Using the data from the ice cores, they can develop computer climate models and test them for accuracy. These climate models can then be used to predict the amount of climate change from human greenhouse gas emissions.
"You first try to reproduce how climate has changed in the past with computer models," said Souney. He said they need to be certain and better understand the past in order to make accurate predictions about the future.
"The truth is I don't really care what the Antarctic climate used to be," Taylor said. Instead, he said he is interested in modeling the future, and he compared looking at greenhouse gases in the ice core to doing research in the library.
The ice core is currently on its way to the National Ice Core Laboratory, which is run by the United States Geological Survey, in Denver, Colo. Analysis, which includes examining everything from crystal structure to chemistry, will begin in June. Some tests have already been performed in the field, and the core has already been dated.
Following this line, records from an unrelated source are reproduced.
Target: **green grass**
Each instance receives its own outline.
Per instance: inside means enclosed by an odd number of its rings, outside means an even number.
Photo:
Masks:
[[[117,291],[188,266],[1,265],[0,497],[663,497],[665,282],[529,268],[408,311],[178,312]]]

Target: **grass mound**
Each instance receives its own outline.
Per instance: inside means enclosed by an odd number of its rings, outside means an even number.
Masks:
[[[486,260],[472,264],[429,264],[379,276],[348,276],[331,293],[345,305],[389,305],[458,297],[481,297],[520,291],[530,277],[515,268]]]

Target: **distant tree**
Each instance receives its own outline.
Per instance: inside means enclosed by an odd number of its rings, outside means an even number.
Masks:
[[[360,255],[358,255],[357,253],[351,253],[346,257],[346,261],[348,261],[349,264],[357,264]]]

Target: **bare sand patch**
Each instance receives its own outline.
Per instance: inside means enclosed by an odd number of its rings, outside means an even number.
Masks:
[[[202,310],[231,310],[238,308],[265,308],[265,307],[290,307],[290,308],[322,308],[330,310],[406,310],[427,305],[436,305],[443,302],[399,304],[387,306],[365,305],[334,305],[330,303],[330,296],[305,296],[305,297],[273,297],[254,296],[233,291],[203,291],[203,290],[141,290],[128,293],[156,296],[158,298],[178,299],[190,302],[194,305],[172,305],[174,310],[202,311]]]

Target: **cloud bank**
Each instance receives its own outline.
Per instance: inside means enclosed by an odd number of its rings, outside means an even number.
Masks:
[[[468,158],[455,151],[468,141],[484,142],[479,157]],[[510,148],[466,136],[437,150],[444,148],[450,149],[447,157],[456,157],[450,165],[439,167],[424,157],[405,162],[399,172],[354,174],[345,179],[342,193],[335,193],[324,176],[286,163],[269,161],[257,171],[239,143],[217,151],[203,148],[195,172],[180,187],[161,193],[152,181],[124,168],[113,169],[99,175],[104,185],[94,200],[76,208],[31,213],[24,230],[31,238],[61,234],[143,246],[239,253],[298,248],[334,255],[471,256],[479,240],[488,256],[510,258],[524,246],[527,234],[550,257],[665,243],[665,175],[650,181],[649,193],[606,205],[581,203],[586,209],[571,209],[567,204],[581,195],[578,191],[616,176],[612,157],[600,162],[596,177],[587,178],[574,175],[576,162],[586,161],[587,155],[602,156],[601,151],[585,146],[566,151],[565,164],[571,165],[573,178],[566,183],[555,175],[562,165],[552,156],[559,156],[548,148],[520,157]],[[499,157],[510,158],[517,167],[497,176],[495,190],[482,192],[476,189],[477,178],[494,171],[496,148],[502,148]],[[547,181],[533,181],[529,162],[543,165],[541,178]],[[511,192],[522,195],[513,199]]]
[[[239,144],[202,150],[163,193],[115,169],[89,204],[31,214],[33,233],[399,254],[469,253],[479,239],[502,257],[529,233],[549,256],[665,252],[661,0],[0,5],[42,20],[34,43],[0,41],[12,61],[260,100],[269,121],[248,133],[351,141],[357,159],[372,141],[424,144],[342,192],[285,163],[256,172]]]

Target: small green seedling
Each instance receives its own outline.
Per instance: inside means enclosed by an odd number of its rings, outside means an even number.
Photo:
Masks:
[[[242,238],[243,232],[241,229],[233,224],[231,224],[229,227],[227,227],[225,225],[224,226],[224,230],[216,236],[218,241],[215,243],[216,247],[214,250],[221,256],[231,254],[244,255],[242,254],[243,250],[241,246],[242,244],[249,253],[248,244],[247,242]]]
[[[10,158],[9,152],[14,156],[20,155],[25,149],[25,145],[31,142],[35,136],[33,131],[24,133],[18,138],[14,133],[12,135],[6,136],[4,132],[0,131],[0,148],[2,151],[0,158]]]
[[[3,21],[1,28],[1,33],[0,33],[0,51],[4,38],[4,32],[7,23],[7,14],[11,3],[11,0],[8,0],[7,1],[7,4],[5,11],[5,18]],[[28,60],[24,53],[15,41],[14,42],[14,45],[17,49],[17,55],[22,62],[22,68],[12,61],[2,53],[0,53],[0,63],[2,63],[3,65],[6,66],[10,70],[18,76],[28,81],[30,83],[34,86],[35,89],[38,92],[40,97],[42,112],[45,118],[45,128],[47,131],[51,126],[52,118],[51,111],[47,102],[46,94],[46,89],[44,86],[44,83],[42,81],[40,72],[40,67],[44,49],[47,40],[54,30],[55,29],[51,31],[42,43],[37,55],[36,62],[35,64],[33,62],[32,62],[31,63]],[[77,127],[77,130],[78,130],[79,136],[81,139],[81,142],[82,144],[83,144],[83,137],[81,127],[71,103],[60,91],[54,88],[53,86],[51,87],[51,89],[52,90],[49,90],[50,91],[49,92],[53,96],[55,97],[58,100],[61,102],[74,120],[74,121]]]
The project took over 15 years of preparation, and it is expected to continue until at least January 2010. There are at least three more ice core drilling seasons to complete, along with measurements and analysis. When the ice coring is complete, Twickler said they want to sample bedrock.
The stormy conditions at the drilling site only allow for a 40-day window each year when scientists can do field work. Twickler said this year's conditions were worse than the previous two years, making the working conditions and logistics more difficult.
Souney, who recently returned from Antarctica, said the drilling is done in an arch-like facility that protects the drill from the elements. However, there were still some days when the scientists were unable to walk from their camp to the drill because of strong winds and low visibility.